Civ. 1re, 7 déc. 2016, F-P+B, n° 15-28.990
Une cour d’appel avait limité le montant de la prestation compensatoire due à l’épouse, ce en considération d’une allocation compensatrice tierce personne allouée à la fille handicapée du couple afin de couvrir les frais que lui occasionne le recours à une tierce personne l’aidant dans les actes du quotidien. En l’occurrence, ce rôle est assumé par la mère, qui perçoit l’allocation. Il s’agissait ainsi de déterminer si cette allocation constituait pour l’épouse un revenu devant être pris en compte dans le calcul de la prestation compensatoire. Cassant l’arrêt de la cour d’appel, la première chambre civile estime que « cette allocation, destinée à couvrir les besoins de l’enfant afin de pallier son défaut d’autonomie, ne constituait pas une source de revenus pour la mère ».
La prestation compensatoire, selon l’article 270 du code civil, est « destinée à compenser, autant qu’il est possible, la disparité que la rupture du mariage crée dans les conditions de vie respectives ». Selon l’art. 271 du code civil, afin d’en déterminer le principe et le montant, le juge doit prendre en considération les ressources du débiteur et les besoins du créancier. Il faut tenir compte des revenus du créancier mais il n’est pas toujours aisé de déterminer ce qui entre dans cette catégorie, notamment lorsqu’il est question d’allocation. Ainsi, après quelques hésitations, la Cour de cassation y a inclus le RMI (devenu RSA). Elle y inclut également l’allocation adulte handicapé. En revanche, l’article 272, alinéa 2, du code civil commandait d’en exclure « les sommes versées au titre de la réparation des accidents du travail et les sommes versées au titre du droit à compensation d’un handicap ». Jugé inconstitutionnel en 2014, cet alinéa a été abrogé.

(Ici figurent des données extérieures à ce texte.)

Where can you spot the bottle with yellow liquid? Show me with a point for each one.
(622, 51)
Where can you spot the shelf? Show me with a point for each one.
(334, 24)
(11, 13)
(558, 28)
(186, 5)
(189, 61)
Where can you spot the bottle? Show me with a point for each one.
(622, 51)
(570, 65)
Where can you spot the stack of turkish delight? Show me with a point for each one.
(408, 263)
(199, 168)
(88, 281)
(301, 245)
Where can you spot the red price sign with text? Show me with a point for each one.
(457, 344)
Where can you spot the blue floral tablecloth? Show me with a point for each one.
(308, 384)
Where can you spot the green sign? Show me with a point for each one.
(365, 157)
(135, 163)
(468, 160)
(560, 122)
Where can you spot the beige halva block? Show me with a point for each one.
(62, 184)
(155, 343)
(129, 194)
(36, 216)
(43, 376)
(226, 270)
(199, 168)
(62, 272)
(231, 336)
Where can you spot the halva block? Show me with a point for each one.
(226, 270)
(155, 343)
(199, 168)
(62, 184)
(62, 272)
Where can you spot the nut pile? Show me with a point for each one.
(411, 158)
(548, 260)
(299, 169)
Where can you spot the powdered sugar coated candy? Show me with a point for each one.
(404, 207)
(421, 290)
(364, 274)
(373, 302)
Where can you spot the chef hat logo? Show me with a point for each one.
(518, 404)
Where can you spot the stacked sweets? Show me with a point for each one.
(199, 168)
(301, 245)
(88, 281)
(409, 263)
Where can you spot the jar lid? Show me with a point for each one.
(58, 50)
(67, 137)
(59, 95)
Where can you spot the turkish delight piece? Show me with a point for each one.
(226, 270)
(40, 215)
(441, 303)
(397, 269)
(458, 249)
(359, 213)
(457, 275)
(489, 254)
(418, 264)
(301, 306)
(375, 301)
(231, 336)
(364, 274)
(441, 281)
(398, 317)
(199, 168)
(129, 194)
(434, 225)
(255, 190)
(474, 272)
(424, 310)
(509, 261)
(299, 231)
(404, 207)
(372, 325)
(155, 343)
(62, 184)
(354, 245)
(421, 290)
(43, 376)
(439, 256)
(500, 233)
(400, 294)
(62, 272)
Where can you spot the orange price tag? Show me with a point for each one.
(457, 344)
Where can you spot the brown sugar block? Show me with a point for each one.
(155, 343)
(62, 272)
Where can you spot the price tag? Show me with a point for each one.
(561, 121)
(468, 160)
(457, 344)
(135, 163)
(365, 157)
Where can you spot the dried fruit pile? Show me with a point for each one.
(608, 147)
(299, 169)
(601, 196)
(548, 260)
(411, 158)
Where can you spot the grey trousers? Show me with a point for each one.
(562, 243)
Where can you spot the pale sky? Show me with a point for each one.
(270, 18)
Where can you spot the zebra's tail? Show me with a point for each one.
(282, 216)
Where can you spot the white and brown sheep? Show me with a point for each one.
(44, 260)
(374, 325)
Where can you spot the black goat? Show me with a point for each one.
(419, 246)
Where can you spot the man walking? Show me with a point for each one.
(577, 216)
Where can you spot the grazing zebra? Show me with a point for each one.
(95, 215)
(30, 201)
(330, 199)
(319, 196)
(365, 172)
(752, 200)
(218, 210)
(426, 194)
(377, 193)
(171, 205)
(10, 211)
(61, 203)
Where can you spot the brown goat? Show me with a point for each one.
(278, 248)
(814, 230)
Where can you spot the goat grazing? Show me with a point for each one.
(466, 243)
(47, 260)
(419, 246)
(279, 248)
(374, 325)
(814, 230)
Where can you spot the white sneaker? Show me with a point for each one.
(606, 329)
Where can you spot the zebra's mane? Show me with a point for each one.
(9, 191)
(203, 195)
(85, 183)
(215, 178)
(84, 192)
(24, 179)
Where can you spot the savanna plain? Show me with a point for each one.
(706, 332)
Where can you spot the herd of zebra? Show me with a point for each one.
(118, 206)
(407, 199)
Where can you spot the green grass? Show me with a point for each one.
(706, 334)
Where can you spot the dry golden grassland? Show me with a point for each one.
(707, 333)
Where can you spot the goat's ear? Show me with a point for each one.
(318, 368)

Cela ne devrait pas, toutefois, remettre en cause la solution concernant les allocations destinées à compenser un handicap puisque les juges semblent faire la distinction entre les allocations se substituant à un revenu et celles ayant vocation à compenser un handicap.
Reste qu’en l’espèce, l’allocation compensatrice tierce personne, prévue par les anciens articles L. 245-1 et suivants du code de l’action sociale et des familles, n’était pas allouée à l’épouse mais à sa fille. L’arrêt est donc à rapprocher de la jurisprudence constante de la Cour de cassation en matière d’allocations familiales. Selon celle-ci, il ne doit pas être tenu compte de ces allocations pour la fixation de la prestation compensatoire puisqu’elles sont destinées à bénéficier aux enfants et non à procurer des revenus à celui qui les reçoit.